The students wrote: “This reversal has left many dumbfounded — shocked that after a long and costly lawsuit in which Notre Dame asserted that it was against its Catholic values to play any part in providing contraceptives and abortifacients to employees and students, it would abruptly reverse course and willingly participate in such action.”
Among the Affleck-Graves affidavit statements the students cited was this: “It is Notre Dame’s sincerely held religious belief that it cannot become entangled with, or appear to facilitate, endorse, or accept, that which it believes to be contrary to Catholic faith.
“Notre Dame’s Catholic beliefs, therefore, prohibit it from paying for, facilitating access to, and/or becoming entangled in the provision of abortion-inducing products, contraception, sterilization or related counseling.”
The student letter called on Father Jenkins and the administration to respond, asking: “Do Jenkins, Affleck-Graves and the administration now claim that these same statements are untrue? Is Notre Dame no longer committed to the Catholic values that it testified to holding?”
A Dec. 16 letter was sent to Father Jenkins and signed by lawyers who are Notre Dame alumni. To date, it has garnered 71 signatures.
Referring to the Burwell suit, the lawyers warned that the university’s decision to retain the objectionable insurance coverage could appear to be “abuse by the university of the judicial process in its legal challenge to the Obamacare abortifacient/contraceptive mandate.”
The lawyers also cited the sworn testimony of Affleck-Graves, saying: “He described with considerable eloquence how the (HHS) mandate required actions contrary to the conscience of an authentically Catholic university (and) imposed a substantial burden on Notre Dame’s religious liberty.”
Notre Dame, they wrote, “is now doing voluntarily precisely what it said it could not do in good conscience and without giving scandal, particularly to its students.” And, they charged that “Notre Dame by all appearances took the time of the courts and the government with a pretend lawsuit.”

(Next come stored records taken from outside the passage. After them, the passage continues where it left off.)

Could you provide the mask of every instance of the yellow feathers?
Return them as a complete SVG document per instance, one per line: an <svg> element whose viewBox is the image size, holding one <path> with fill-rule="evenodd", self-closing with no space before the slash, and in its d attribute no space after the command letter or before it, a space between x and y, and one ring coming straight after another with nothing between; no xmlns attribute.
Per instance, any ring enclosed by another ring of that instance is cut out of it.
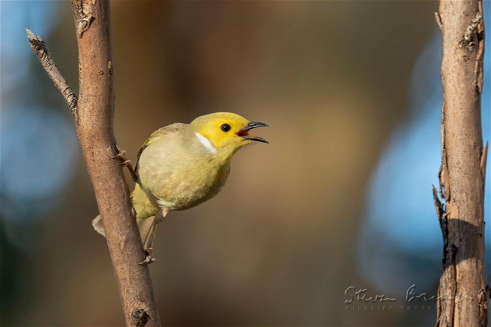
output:
<svg viewBox="0 0 491 327"><path fill-rule="evenodd" d="M138 152L138 182L131 194L142 239L170 211L191 208L218 194L232 155L251 143L268 143L249 130L267 126L235 114L216 113L152 133ZM161 216L155 218L157 213ZM97 220L94 227L103 234Z"/></svg>

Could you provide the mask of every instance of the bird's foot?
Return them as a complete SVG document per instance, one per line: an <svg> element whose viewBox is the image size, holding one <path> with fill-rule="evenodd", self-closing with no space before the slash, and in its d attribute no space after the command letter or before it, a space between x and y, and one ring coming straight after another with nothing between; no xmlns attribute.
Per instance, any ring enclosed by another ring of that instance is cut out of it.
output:
<svg viewBox="0 0 491 327"><path fill-rule="evenodd" d="M126 159L126 151L120 148L117 145L116 146L116 148L117 149L118 153L115 156L111 157L111 159L119 160L121 162L121 164L123 166L128 166L129 165L131 162Z"/></svg>
<svg viewBox="0 0 491 327"><path fill-rule="evenodd" d="M145 252L145 254L147 255L147 257L145 258L145 260L142 262L138 263L140 265L145 265L145 264L150 264L152 262L154 262L155 261L155 258L152 258L150 254L152 253L152 251L153 250L151 247L149 247L148 248L143 249L143 251Z"/></svg>
<svg viewBox="0 0 491 327"><path fill-rule="evenodd" d="M129 171L130 174L131 175L132 179L133 179L133 181L138 182L138 176L131 166L131 161L126 158L126 151L120 148L117 145L116 146L116 148L118 150L118 153L115 156L111 157L111 159L119 160L121 162L122 166L128 167L128 170Z"/></svg>

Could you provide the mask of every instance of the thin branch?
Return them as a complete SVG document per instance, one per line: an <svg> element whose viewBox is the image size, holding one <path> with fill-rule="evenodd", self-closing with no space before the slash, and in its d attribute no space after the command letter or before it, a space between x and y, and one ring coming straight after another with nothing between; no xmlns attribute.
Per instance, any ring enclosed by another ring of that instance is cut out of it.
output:
<svg viewBox="0 0 491 327"><path fill-rule="evenodd" d="M38 55L41 66L46 71L50 78L55 83L55 86L61 92L62 95L68 104L68 107L72 111L72 114L75 117L77 112L77 103L78 101L77 96L73 93L72 88L68 85L67 80L63 78L58 68L55 65L51 53L43 41L43 38L37 36L31 30L26 29L26 31L27 32L27 37L29 40L29 43L31 44L31 48Z"/></svg>
<svg viewBox="0 0 491 327"><path fill-rule="evenodd" d="M441 24L441 17L436 12L435 12L435 20L436 21L436 25L438 26L438 28L440 29L440 31L441 31L443 26Z"/></svg>
<svg viewBox="0 0 491 327"><path fill-rule="evenodd" d="M28 38L73 114L104 225L125 325L160 326L150 271L147 266L138 264L145 259L145 252L128 185L121 164L111 159L119 151L113 127L114 93L109 3L72 0L72 3L77 31L80 96L83 101L77 101L55 65L42 38L27 30Z"/></svg>

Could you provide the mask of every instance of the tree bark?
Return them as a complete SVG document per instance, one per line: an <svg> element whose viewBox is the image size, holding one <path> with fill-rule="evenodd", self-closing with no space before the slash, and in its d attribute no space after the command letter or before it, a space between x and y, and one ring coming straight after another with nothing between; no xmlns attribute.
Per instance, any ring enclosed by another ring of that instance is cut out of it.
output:
<svg viewBox="0 0 491 327"><path fill-rule="evenodd" d="M113 129L114 94L109 3L72 0L79 51L80 94L72 89L40 37L28 30L31 47L72 110L119 288L126 325L160 324L150 272L133 216ZM88 220L88 223L89 221Z"/></svg>
<svg viewBox="0 0 491 327"><path fill-rule="evenodd" d="M443 237L436 326L488 326L490 289L484 265L481 92L484 24L480 1L440 2L442 35L440 202Z"/></svg>

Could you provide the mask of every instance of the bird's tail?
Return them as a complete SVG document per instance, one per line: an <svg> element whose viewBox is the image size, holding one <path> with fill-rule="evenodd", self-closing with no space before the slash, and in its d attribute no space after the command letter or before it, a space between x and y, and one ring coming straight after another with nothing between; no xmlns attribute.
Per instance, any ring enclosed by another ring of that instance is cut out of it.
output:
<svg viewBox="0 0 491 327"><path fill-rule="evenodd" d="M136 218L136 223L138 225L138 230L140 231L140 237L141 238L142 243L145 241L147 235L149 234L150 229L152 228L152 223L153 222L155 218L155 216L150 216L144 219ZM96 232L104 237L106 237L104 226L102 224L102 220L101 219L100 215L96 217L92 220L92 226Z"/></svg>

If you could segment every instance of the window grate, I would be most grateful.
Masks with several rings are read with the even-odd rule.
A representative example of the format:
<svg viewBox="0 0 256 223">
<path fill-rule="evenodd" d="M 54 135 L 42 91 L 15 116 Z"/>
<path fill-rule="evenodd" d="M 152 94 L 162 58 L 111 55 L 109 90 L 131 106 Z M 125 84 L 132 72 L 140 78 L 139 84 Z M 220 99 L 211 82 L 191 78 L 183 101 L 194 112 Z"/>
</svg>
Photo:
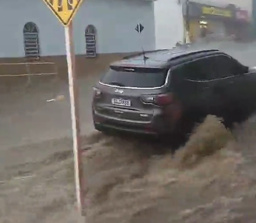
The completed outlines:
<svg viewBox="0 0 256 223">
<path fill-rule="evenodd" d="M 94 26 L 89 25 L 86 29 L 86 57 L 94 58 L 97 56 L 96 49 L 96 29 Z"/>
<path fill-rule="evenodd" d="M 38 60 L 40 47 L 38 30 L 32 22 L 27 23 L 23 29 L 25 56 L 29 59 Z"/>
</svg>

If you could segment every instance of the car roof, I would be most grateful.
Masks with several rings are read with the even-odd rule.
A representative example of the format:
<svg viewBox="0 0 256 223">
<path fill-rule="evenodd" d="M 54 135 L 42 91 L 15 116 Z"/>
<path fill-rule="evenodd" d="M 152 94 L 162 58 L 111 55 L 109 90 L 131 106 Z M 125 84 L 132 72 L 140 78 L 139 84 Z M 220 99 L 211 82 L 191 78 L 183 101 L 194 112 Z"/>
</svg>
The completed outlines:
<svg viewBox="0 0 256 223">
<path fill-rule="evenodd" d="M 208 56 L 213 53 L 219 52 L 218 49 L 185 49 L 174 48 L 164 49 L 138 53 L 124 57 L 123 60 L 114 62 L 110 64 L 111 66 L 164 68 L 170 65 L 177 60 L 187 56 L 193 56 L 201 54 L 201 56 Z M 144 59 L 144 57 L 146 59 Z"/>
</svg>

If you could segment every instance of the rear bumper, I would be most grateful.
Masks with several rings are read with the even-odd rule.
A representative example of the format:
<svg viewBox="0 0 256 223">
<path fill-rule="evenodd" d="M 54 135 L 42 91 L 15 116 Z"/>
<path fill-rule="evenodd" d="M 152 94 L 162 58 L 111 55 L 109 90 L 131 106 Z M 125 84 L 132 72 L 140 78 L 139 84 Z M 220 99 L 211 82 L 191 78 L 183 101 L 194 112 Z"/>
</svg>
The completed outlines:
<svg viewBox="0 0 256 223">
<path fill-rule="evenodd" d="M 161 115 L 153 117 L 150 122 L 120 120 L 93 113 L 95 128 L 99 131 L 114 130 L 135 134 L 158 135 L 172 132 Z"/>
</svg>

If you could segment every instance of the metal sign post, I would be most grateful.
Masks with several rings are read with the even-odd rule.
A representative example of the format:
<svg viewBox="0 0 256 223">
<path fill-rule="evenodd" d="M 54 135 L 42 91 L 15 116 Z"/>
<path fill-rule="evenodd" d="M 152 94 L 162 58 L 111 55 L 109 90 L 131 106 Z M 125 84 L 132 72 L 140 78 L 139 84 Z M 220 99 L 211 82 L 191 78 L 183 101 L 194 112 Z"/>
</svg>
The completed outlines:
<svg viewBox="0 0 256 223">
<path fill-rule="evenodd" d="M 69 84 L 70 89 L 70 104 L 71 107 L 71 119 L 72 121 L 72 135 L 75 164 L 75 180 L 76 193 L 78 210 L 82 214 L 84 207 L 84 198 L 82 191 L 82 163 L 81 160 L 82 149 L 80 136 L 80 121 L 78 108 L 78 95 L 77 81 L 76 76 L 75 52 L 73 40 L 73 24 L 71 22 L 69 26 L 64 27 L 65 42 L 66 50 L 66 61 L 69 72 Z"/>
<path fill-rule="evenodd" d="M 43 0 L 64 26 L 66 61 L 72 121 L 72 134 L 75 164 L 75 179 L 77 206 L 83 215 L 84 197 L 83 193 L 82 149 L 80 144 L 78 87 L 76 76 L 75 54 L 73 40 L 72 19 L 82 0 Z"/>
</svg>

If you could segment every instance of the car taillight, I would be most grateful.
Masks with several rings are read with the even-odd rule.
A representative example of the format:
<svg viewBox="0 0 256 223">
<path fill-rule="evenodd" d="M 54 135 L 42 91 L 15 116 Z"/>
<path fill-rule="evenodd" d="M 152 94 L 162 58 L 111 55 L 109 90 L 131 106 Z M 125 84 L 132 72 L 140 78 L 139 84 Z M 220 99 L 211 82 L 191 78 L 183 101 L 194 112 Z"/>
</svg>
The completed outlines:
<svg viewBox="0 0 256 223">
<path fill-rule="evenodd" d="M 174 100 L 172 94 L 142 95 L 141 99 L 144 104 L 152 104 L 159 106 L 169 105 Z"/>
<path fill-rule="evenodd" d="M 100 96 L 100 95 L 101 95 L 101 92 L 100 91 L 100 90 L 94 87 L 93 88 L 93 90 L 94 96 L 95 97 L 98 97 Z"/>
</svg>

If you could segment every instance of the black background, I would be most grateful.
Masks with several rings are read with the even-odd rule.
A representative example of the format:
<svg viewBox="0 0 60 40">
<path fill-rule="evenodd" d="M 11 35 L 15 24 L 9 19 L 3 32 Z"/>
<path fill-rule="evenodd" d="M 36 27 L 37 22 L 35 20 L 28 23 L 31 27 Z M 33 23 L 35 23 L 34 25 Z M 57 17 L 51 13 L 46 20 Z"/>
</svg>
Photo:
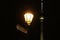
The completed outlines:
<svg viewBox="0 0 60 40">
<path fill-rule="evenodd" d="M 23 20 L 22 13 L 26 9 L 30 9 L 34 11 L 34 21 L 31 24 L 31 30 L 29 32 L 30 40 L 39 40 L 40 35 L 40 0 L 12 0 L 1 3 L 1 34 L 6 37 L 8 40 L 17 40 L 19 35 L 22 34 L 18 30 L 16 30 L 16 25 L 19 23 L 22 26 L 25 25 Z M 53 40 L 56 37 L 56 16 L 52 11 L 52 1 L 44 0 L 44 40 Z M 20 14 L 19 14 L 20 13 Z M 20 21 L 17 20 L 17 15 L 20 15 Z M 17 36 L 16 36 L 17 35 Z M 25 34 L 23 34 L 25 35 Z M 21 35 L 21 36 L 23 36 Z"/>
</svg>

The lawyers urged Father Jenkins to provide an explanation that would “absolve the university from the charge of playing fast and loose with the courts or mitigate to some degree its blame,” if such an explanation exists. If there is no explanation, they wrote that the matter was serious enough to “demand action by the (Notre Dame) fellows or the board of trustees.”
“Remedial action should be taken, an accounting given to the Notre Dame community, and thoughtful consideration given to how amends might be made to the courts,” they said.
Browne, the university spokesman, told Catholic News Service that “Father Jenkins is currently reviewing Notre Dame policy on the issue and will have more to say on it soon.” He said the priest has been in discussion with, among others, Bishop Kevin C. Rhoades of Fort Wayne-South Bend.
Browne said the university originally sued HHS in 2011 because the mandate “violated the Religious Freedom Restoration Act and the First Amendment,” thus opening the door for further government interference in Catholic institutions.
“The successful resolution of our case,” Browne added, now allows the university “to fashion policies free from government interference that are based on Catholic principles, yet which seek to respect the plurality of religious traditions and convictions of over 5,000 employees that work at the university.”
In their Dec. 16 letter, the lawyers who are alumni said the “most obvious and effective” concrete measure to take “would be to exercise the right” the government gave the university to end the provision of abortifacients and contraceptives to students and employees, as you indicated initially you would do.
“This would rehabilitate the lawsuit insofar as is possible and would rescue Notre Dame and individuals in governance from being complicit with evil in the way so powerfully described by Dr. Affleck-Graves (in his 2013 affidavit),” they said. “As matters stand, it is because of Notre Dame that students and employees receive abortifacients and contraceptives.”